I want to find a fourier expansion of only sines representing $g(x) = 1$ on the interval $[0, \pi]$. So I extend the function on $[-\pi, \pi]$ such that it is odd, and calculate $$b_k = \frac 1\pi \int_{-\pi}^0 -\sin(kx) dx + \frac 1\pi \int_0^\pi \sin(kx) dx = \begin{cases} \frac 4{\pi k} & \text{if $k$ is odd} \\ 0 & \text{if $k$ is even}\end{cases}$$
Now same thing, except that the function is defined on $[0, 2\pi]$. Again I extend it on $[-2\pi, 2\pi]$ and find
$$b_k = \frac 1{2\pi} \int_{-2\pi}^0 -\sin(kx) dx + \frac 1{2\pi} \int_0^{2\pi} \sin(kx) dx = 0$$
What's wrong with this? The fourier series is zero? I must have done some calculations wrong but I can't find the error...

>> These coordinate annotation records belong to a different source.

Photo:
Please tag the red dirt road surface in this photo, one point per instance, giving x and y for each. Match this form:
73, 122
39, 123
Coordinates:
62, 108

On an interval of length $T$, we have a complete orthogonal system consisting of the functions
$$\cos \frac{2\pi k x}{T},\; k \in \mathbb{N}\quad \text{and} \quad \sin \frac{2\pi k x}{T},\; k \in \mathbb{N}\setminus \{0\}.$$
For $T = 4\pi$, that means we also need the functions with half-integer frequencies, $\sin \bigl(n + \frac{1}{2}\bigr)x$ and $\cos \bigl(n + \frac{1}{2}\bigr)x$ - where for odd functions, only the sines appear in the Fourier expansion. The half-integer frequencies correspond to the odd $k$ in the expansion of $g$ on $[-\pi,\pi]$, while the integer frequencies correspond to the even $k$, and consequently all vanish.